Published August 13, 2006

WASHINGTON - Sure, learning is its own reward. But some kids respond best to cash.

Andrew Waller's grades soared when his parents started offering $5 for A's and $4 for B's. Now he pockets about $25 each report card, saving it for video games and summer camp.

"I think I would still be getting good grades, but this does help. I mean, it helps a lot," said Andrew, a 12-year-old from Mobile, Ala. "I think it's a great way to motivate me."

So you want your kids to get an A? Are you willing to pay?

As children return to school, many parents are deciding what prize - if any - is appropriate to offer when kids get good grades. The stakes can get pretty high.

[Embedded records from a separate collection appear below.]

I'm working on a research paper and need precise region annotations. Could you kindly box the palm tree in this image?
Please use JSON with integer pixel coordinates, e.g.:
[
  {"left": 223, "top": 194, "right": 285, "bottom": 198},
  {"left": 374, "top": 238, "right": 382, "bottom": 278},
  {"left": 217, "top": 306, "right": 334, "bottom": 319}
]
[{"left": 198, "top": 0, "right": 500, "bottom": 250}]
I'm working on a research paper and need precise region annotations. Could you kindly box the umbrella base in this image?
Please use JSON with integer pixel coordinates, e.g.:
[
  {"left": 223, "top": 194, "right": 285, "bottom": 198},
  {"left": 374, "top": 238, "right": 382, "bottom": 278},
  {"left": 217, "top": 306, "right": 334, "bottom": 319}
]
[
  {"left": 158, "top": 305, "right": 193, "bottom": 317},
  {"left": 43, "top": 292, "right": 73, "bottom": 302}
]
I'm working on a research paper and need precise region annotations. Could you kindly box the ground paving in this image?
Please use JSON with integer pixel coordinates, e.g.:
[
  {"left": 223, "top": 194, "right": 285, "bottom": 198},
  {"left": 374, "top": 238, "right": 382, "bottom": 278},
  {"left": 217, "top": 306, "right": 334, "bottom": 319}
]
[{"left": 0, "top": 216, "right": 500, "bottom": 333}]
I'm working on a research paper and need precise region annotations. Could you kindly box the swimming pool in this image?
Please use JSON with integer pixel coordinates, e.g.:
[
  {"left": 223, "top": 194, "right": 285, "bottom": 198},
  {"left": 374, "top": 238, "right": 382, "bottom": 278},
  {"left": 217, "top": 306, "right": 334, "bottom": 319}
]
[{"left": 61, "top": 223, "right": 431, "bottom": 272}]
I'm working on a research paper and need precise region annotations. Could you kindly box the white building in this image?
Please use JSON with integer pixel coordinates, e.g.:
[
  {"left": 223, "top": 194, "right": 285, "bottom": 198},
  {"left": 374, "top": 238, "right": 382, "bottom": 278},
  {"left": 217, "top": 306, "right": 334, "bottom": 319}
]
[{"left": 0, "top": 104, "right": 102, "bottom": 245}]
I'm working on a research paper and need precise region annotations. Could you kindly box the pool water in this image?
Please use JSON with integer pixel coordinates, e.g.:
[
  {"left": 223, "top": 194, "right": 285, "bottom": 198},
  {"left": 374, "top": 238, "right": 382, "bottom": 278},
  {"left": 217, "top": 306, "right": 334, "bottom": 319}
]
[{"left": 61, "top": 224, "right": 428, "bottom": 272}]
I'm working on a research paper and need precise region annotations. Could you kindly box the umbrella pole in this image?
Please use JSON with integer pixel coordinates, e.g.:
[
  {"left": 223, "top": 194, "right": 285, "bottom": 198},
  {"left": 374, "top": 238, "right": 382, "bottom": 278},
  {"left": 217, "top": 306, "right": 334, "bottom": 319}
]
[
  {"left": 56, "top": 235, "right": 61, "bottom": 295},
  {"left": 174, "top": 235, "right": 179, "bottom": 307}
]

Reagan Hawkins, a high school teacher in Nederland, Texas, has had students tell him they will get a new car for A's.

"It disappoints me, honestly," Hawkins said. "I try to instill a sense of intrinsic reward in the students. I'd rather see a student want to learn for the sake of learning."

Adults who promise money, gifts or privileges say their children study harder when incentives are on the table. The lesson they hope to teach is that rewards require work.

The trick is making sure that students develop a natural love of learning along the way. When the gift cards and iPods go away, students had better be able to motivate themselves.

Nationwide, parents reward A's in all kinds of ways.

Children earn trips to the bookstore, the bowling alley or the ice rink. They get to stay up later, take a day off from chores, or move a TV into their room. Some get bragging rights, like having their report card displayed front and center on the fridge.

In Snellville, Ga., Marlyn Tillman refused to give her two sons cash for A's. Instead she gave them stickers at young ages, then trips for ice cream.

By high school, she said, "We have no rewards. You're shaping your own future at that point, and that absolutely is its own reward. It's your job and you're expected to do it."

Still, incentives come into play at home. For every half hour her 13-year-old wants to spend playing video games, he must spend an hour reading - and prove it with a book report.

Reg Weaver used to gives his kids $1 for each A. It's a personal choice, nothing wrong with that, said Weaver, president of the National Education Association. His concern is that some children take gifts for granted.

"I see little kids going into stores with cell phones," he said. "You might say, 'I'll give you $5 for an A,' and the little kids will say, 'So?' They don't recognize how easy they have it. And as adults, we don't make it much better."